Basic Fibroblast Growth Factor-Chitosan Carriers Induce Neural Stem Cells to Differentiate into Neurons and Form Synapses
10.3969/j.issn.1006-9771.2015.04.009
- VernacularTitle:碱性成纤维细胞生长因子-壳聚糖载体诱导神经干细胞向神经元分化并形成突触的研究
- Author:
Cong WANG
;
Zhaoyang YANG
;
Hongmei DUAN
;
Xiaoguang LI
- Publication Type:Journal Article
- Keywords:
neural stem cells, basic fibroblast growth factor, chitosan, neural differentiation, synapses, neurons
- From:
Chinese Journal of Rehabilitation Theory and Practice
2015;21(4):406-411
- CountryChina
- Language:Chinese
-
Abstract:
Objective To explore the effect of basic fibroblast growth factor (bFGF)-chitosan carriers on neural differentiation of neural stem cells (NSCs).

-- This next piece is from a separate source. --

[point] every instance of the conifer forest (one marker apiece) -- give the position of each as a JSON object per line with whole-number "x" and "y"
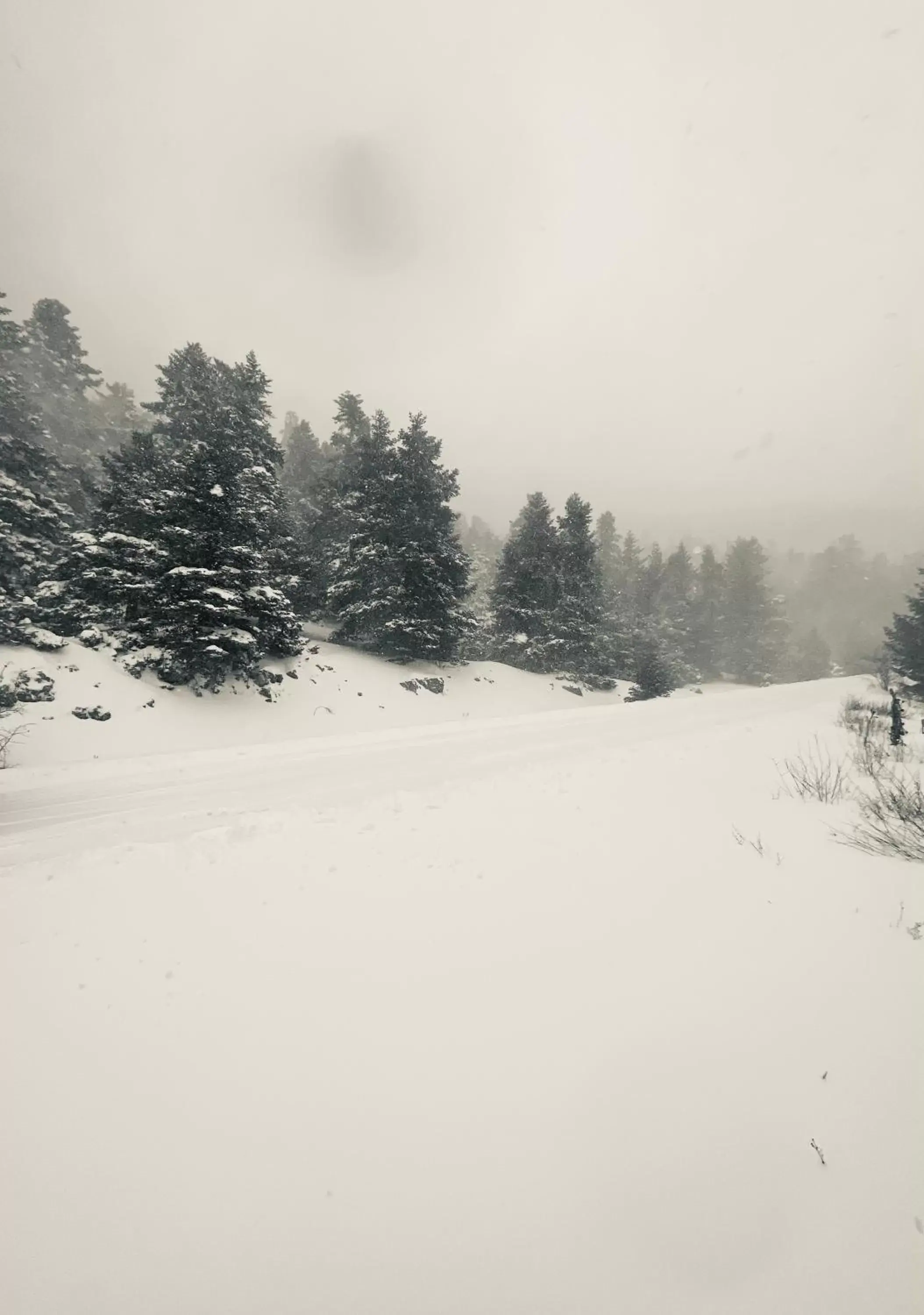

Methods NSCs were isolated from spinal cord of a neonatal Wistar rat and cultured. Purity of cultured NSCs was identified with Nestin immunofluorescent staining. The 10 mg/ml chitosan carriers, 20 ng/ml bFGF or 10 mg/ml bFGF-chitosan carriers were added into medium of P3~P4 NSCs respectively. NSCs were observed with immunofluorescent staining: 3 days after incubation with Nestin and β-tubulin III; 7 days after incubation with microtubule-associated protein-2 (MAP2), glial fibrillary acidic protein (GFAP) and myelin basic protein (MBP); and 14 days after incubation with synapsin-1 and MAP2. The electrophysiological activity of cells was detected with MED64. Results 3 days after incubation, all the NSCs differentiated into Nestin+/β-tubulin III+, and the length of neurofilament was the highest in those co-cultured with bFGF-chitosan carriers. 7 days after incubation, NSCs differentiated into MAP2+, GFAP+ and MBP+, and more NSCs differentiated into MAP2+ with bFGF-chitosan carriers. 14 days after incubation, NSCs differentiated with bFGF-chitosan carriers express synapsin-1+/MAP2+ and showed electrophysiological activity. Conclusion bFGF-chitosan carriers can induce NSCs to differentiate into neuron with high percentage and the differentiated neurons can form synapses with electrophysiology activity.